A small quibble on the definition of efficiency. A resistance electric heater is always 100% efficient. Every joule of electricity ends up as heat. A gas furnace can not be this efficient, as hot flue gas has to exit the building. You can use the heat in the flue gas to warm incoming combustion air, but there’s a point of diminishing returns on that, and heat is going to escape up the chimney. Typical oil or gas fired furnaces are around 80% efficient, though there are some high efficiency condensing types that can be higher.

Now economic efficiency is another thing.

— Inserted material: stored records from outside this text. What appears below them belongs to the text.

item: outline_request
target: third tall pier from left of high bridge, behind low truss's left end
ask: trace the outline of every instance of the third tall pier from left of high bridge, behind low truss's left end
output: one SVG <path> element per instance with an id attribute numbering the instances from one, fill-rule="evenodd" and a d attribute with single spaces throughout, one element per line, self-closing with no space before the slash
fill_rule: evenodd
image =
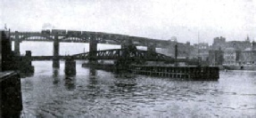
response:
<path id="1" fill-rule="evenodd" d="M 97 56 L 97 41 L 95 35 L 92 35 L 90 43 L 89 43 L 89 63 L 95 63 L 97 60 L 95 57 Z"/>

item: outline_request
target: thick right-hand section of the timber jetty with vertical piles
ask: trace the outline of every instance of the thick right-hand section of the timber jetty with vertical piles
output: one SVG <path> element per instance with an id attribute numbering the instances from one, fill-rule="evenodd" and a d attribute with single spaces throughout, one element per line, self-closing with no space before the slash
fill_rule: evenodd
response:
<path id="1" fill-rule="evenodd" d="M 195 81 L 219 80 L 219 67 L 170 67 L 132 65 L 130 70 L 137 75 L 152 75 Z"/>

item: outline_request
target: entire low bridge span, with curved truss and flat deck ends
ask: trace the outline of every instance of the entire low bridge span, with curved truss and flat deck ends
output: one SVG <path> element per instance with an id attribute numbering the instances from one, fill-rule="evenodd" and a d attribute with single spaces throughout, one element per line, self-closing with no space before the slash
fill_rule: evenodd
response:
<path id="1" fill-rule="evenodd" d="M 33 56 L 31 57 L 34 61 L 40 60 L 53 60 L 54 56 Z M 111 50 L 104 50 L 104 51 L 93 51 L 93 52 L 85 52 L 85 53 L 78 53 L 70 56 L 59 56 L 59 59 L 76 59 L 76 60 L 115 60 L 115 59 L 141 59 L 144 61 L 165 61 L 169 63 L 174 62 L 185 62 L 185 63 L 193 63 L 197 60 L 192 59 L 174 59 L 172 57 L 166 56 L 161 53 L 156 53 L 154 51 L 126 51 L 124 49 L 111 49 Z"/>

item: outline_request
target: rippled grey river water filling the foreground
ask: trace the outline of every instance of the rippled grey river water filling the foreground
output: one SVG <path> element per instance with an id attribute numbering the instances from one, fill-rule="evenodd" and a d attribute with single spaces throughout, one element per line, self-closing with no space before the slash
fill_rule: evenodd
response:
<path id="1" fill-rule="evenodd" d="M 217 82 L 124 78 L 81 67 L 66 77 L 52 61 L 34 61 L 21 78 L 21 117 L 256 117 L 256 72 L 220 72 Z"/>

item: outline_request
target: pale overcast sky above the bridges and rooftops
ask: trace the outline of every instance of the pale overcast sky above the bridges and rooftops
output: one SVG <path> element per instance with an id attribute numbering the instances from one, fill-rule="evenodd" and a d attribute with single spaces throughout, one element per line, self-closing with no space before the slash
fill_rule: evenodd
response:
<path id="1" fill-rule="evenodd" d="M 0 28 L 61 28 L 212 43 L 256 39 L 254 0 L 0 0 Z"/>

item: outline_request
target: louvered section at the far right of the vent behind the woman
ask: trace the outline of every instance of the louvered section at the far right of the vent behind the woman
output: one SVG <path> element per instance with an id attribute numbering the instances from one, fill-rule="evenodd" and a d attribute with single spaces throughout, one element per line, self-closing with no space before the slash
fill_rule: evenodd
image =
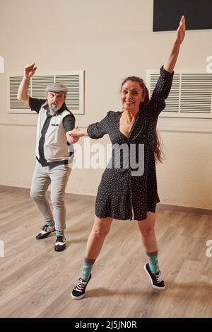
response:
<path id="1" fill-rule="evenodd" d="M 211 113 L 212 74 L 182 74 L 181 113 Z"/>

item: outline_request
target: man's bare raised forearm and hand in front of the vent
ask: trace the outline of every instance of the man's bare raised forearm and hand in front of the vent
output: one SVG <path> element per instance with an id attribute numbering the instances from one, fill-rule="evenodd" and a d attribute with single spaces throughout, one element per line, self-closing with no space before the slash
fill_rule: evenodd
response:
<path id="1" fill-rule="evenodd" d="M 22 101 L 25 105 L 29 107 L 29 96 L 28 96 L 28 87 L 30 84 L 30 78 L 35 74 L 35 70 L 37 67 L 35 67 L 35 64 L 28 64 L 24 68 L 24 75 L 23 80 L 20 83 L 20 86 L 18 88 L 18 94 L 17 98 L 18 101 Z"/>

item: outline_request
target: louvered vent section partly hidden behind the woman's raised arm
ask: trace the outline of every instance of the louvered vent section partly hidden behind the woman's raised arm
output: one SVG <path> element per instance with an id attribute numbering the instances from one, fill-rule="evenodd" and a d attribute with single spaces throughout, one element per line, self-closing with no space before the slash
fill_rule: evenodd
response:
<path id="1" fill-rule="evenodd" d="M 157 84 L 159 74 L 151 74 L 151 95 Z M 163 112 L 179 112 L 179 91 L 180 91 L 180 75 L 175 74 L 172 82 L 172 88 L 170 94 L 165 101 L 166 107 Z"/>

If a BTU costs more when purchased as electricity than it costs as natural gas you may find it useful to use the less efficient heating source.

According to some DOE cites I found on an oil company web site found here, (I know, but there’s probably no outright lies) the cost per BTU of natural gas was at the time around $4.25 cheaper per million BTU than electricity, but after the relative efficiencies of the systems are taken into account natural gas only works out to be around $0.35 cheaper.

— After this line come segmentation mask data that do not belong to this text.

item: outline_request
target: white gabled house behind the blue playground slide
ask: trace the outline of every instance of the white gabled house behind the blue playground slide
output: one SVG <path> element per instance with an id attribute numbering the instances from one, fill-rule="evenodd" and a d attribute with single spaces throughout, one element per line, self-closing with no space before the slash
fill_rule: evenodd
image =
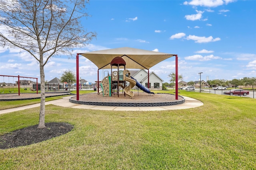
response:
<path id="1" fill-rule="evenodd" d="M 129 70 L 130 75 L 140 82 L 145 87 L 148 87 L 148 72 L 141 70 Z M 162 78 L 160 78 L 156 73 L 150 72 L 149 74 L 149 88 L 151 90 L 162 90 L 163 84 Z M 136 86 L 135 86 L 136 87 Z"/>

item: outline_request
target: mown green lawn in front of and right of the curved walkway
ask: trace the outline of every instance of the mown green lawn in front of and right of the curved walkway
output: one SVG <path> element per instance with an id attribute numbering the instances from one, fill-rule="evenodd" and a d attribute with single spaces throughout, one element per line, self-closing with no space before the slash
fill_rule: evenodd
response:
<path id="1" fill-rule="evenodd" d="M 42 143 L 1 150 L 0 169 L 256 169 L 255 99 L 179 95 L 204 105 L 168 111 L 47 105 L 46 122 L 67 122 L 74 129 Z M 39 107 L 2 114 L 0 135 L 36 125 L 38 116 Z"/>

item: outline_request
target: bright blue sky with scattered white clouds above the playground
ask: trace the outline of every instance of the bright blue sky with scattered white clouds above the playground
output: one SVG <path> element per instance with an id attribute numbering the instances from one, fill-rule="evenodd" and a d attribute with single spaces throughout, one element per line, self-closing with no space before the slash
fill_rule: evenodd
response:
<path id="1" fill-rule="evenodd" d="M 76 53 L 119 47 L 177 54 L 178 73 L 186 82 L 199 80 L 199 72 L 203 72 L 202 80 L 256 77 L 254 0 L 91 0 L 87 8 L 91 17 L 81 24 L 95 31 L 97 38 L 75 49 L 73 59 L 51 58 L 44 69 L 45 80 L 59 78 L 64 70 L 75 72 Z M 95 82 L 97 69 L 80 56 L 83 79 Z M 175 57 L 151 71 L 169 82 Z M 40 79 L 35 59 L 19 49 L 0 49 L 0 74 Z"/>

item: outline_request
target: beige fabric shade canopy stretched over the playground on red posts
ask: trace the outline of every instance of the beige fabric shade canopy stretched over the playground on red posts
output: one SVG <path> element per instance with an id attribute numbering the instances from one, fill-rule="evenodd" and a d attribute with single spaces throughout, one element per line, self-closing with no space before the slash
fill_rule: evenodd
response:
<path id="1" fill-rule="evenodd" d="M 130 47 L 91 51 L 87 53 L 80 53 L 80 55 L 92 61 L 92 63 L 94 63 L 99 69 L 111 68 L 110 63 L 112 59 L 118 56 L 122 57 L 126 62 L 126 69 L 149 69 L 157 63 L 174 56 L 174 54 L 134 49 Z"/>

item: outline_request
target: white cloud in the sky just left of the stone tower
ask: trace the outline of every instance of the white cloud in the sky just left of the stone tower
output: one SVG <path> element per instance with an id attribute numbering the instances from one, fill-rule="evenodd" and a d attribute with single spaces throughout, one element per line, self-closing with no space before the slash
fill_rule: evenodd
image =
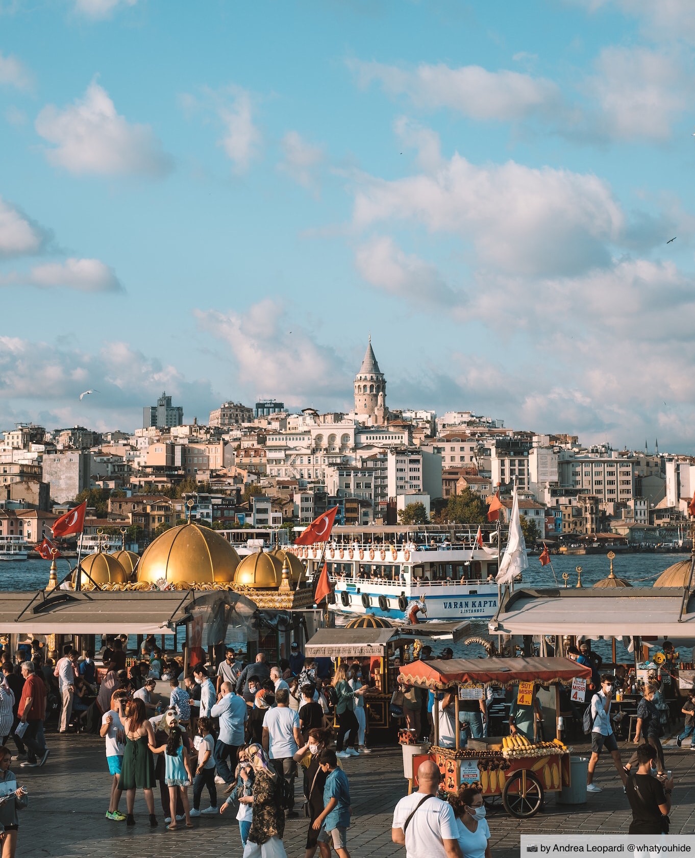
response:
<path id="1" fill-rule="evenodd" d="M 225 341 L 251 395 L 282 396 L 290 405 L 329 399 L 352 384 L 334 350 L 290 324 L 282 305 L 264 299 L 245 313 L 196 311 L 202 327 Z"/>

Energy prices are extremely volitile. I work in an industry that generates its own electricity and steam from a variety of sources, including waste wood, oil, natural gas, coal, and recovery boilers used to fire byproducts of the pulping process. Those BTU bandits over on the power side do practically hour by hour comparisons and models to find out which source of energy is cheaper at any given time. Check with **Una Persson ** to see how complicated this can be.

YMMV depending on energy prices. You may also want to consider whether your refrigerator will last as long when used in this manner, because it sure isn’t designed for continuous use as a room heater.

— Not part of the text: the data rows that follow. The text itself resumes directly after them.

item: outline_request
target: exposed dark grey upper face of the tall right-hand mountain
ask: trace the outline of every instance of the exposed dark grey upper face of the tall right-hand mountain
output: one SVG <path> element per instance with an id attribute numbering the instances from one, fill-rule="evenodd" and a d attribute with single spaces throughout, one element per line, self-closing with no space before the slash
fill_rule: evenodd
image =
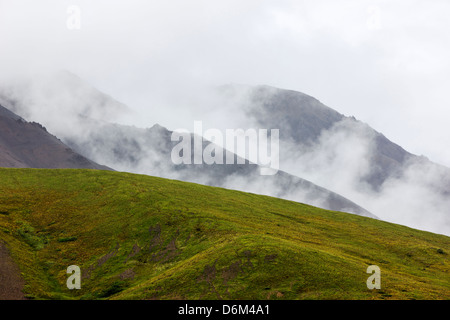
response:
<path id="1" fill-rule="evenodd" d="M 232 87 L 222 89 L 233 91 Z M 361 129 L 358 134 L 370 136 L 374 141 L 373 156 L 362 181 L 375 190 L 416 157 L 354 117 L 346 117 L 302 92 L 270 86 L 255 86 L 249 91 L 246 114 L 261 127 L 283 128 L 280 139 L 293 142 L 299 149 L 314 148 L 324 132 L 340 123 L 346 123 L 351 131 Z"/>

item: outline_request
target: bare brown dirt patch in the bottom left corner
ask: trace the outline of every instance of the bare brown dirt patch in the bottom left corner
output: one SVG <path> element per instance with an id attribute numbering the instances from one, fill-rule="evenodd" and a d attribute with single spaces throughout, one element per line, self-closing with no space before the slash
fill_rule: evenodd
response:
<path id="1" fill-rule="evenodd" d="M 24 300 L 23 286 L 19 268 L 0 242 L 0 300 Z"/>

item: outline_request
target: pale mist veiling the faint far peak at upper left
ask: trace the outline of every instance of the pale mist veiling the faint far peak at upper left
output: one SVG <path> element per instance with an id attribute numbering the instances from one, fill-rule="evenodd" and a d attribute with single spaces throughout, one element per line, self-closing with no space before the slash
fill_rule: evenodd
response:
<path id="1" fill-rule="evenodd" d="M 0 78 L 0 103 L 26 119 L 51 119 L 58 129 L 77 117 L 111 121 L 131 110 L 66 71 Z"/>

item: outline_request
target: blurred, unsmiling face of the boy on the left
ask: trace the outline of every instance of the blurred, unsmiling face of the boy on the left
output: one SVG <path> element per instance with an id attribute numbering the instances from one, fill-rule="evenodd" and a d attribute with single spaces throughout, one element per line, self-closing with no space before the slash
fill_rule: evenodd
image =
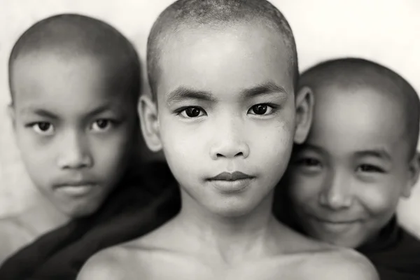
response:
<path id="1" fill-rule="evenodd" d="M 96 211 L 127 166 L 136 111 L 126 89 L 110 81 L 120 78 L 110 65 L 49 52 L 15 62 L 10 116 L 22 160 L 38 190 L 69 217 Z M 110 125 L 99 130 L 98 120 Z M 53 133 L 36 132 L 38 122 Z"/>

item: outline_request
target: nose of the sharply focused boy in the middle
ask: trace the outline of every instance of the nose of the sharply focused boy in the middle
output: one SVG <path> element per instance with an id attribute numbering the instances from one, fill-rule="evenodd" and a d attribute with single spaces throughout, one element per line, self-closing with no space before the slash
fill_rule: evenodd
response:
<path id="1" fill-rule="evenodd" d="M 210 148 L 212 160 L 218 158 L 248 158 L 249 146 L 241 137 L 241 132 L 235 123 L 226 122 L 218 126 L 215 137 L 216 141 Z"/>

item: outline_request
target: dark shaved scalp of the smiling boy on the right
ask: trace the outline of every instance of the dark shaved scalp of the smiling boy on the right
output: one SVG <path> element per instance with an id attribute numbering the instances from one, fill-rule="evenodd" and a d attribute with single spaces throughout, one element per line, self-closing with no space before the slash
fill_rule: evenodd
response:
<path id="1" fill-rule="evenodd" d="M 325 88 L 331 86 L 344 88 L 343 92 L 353 94 L 368 88 L 391 98 L 393 102 L 398 103 L 400 111 L 404 114 L 405 123 L 402 125 L 407 132 L 410 153 L 414 155 L 419 139 L 420 101 L 412 85 L 398 73 L 366 59 L 332 59 L 304 71 L 299 83 L 300 87 L 311 87 L 315 100 L 317 95 L 330 92 Z"/>

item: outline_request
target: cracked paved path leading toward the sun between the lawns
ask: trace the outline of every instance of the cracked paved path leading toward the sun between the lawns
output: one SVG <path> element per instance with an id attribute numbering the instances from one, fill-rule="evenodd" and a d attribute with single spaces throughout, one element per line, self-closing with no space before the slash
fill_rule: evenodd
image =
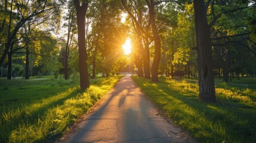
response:
<path id="1" fill-rule="evenodd" d="M 156 95 L 157 96 L 157 95 Z M 195 142 L 159 116 L 130 76 L 123 77 L 60 142 Z"/>

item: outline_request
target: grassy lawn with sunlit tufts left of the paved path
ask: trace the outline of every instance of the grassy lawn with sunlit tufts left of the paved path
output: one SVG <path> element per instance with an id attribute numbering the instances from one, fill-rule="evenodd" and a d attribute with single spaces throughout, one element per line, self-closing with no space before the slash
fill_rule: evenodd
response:
<path id="1" fill-rule="evenodd" d="M 0 142 L 52 142 L 121 78 L 0 80 Z"/>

Only if you have a time machine - what you just described is a larder.

What’s the difference between a pantry and a larder? My late granddad had a larder, but it was internal to the house.

My idea is something a bit more high-tech, with a solar-powered dehumidifier, flaps (madam!) that open and close based on temperature, and a fridge-style cooling unit for the warmer months.

Larder and pantry are more or less synonyms, but pantries sometimes incorporate storage for cookware, whereas larders are usually for the storage of food only. There are also contexts in which a pantry is actually a small self-contained kitchen.

Some of what you’re proposing does sound novel, but the idea of a closet vented to the outdoors isn’t a new one. The larders in some older houses are built that way - thick walls, and a louvred or gauze-glazed window to the outside (on a north-facing wall).

I was going to suggest it might be more efficient installing a fridge with the pipes run through a wall to the radiator coils fitted on the external wall - certainly it would cool quicker that way, in winter, as fridges are all about achieving a given temperature difference between the coils and the inside. But… you’d be throwing away heat that would otherwise warm the room, which is desirable in winter (and of course is what all of this is about). I can’t quite work out whether it would be a saving to have the fridge working less hard by dumping its heat outdoors, or by allowing that heat to warm the room a tiny bit, at the expense of running the fridge harder and for longer.

Then what do you do in the summer, when the wall is hot? Perhaps you could design this as slide-out modules - switch out the fridge and pop in an oven module? :wink:

In a modern house, you’d have insulated cavity walls, and thick, insulated, movable flaps (madam!).

ETA: “pop in an oven module?” That’s a very good idea, too. Have the oven on an external wall too to save a few degrees of heating. Except with a British summer that wouldn’t really make a difference… :frowning:

This comes back to the same question as above about how you get your heat and what the energy prices are. Then, too, a heating system installed for use as a heating system will hopefully put the heat more where you want it and less where it doesn’t matter as much, which a resistance heater plopped into the middle of your kitchen probably won’t do. So all told, it’s almost certainly more energy-efficient to take advantage of the cold outside, if the construction cost isn’t an issue.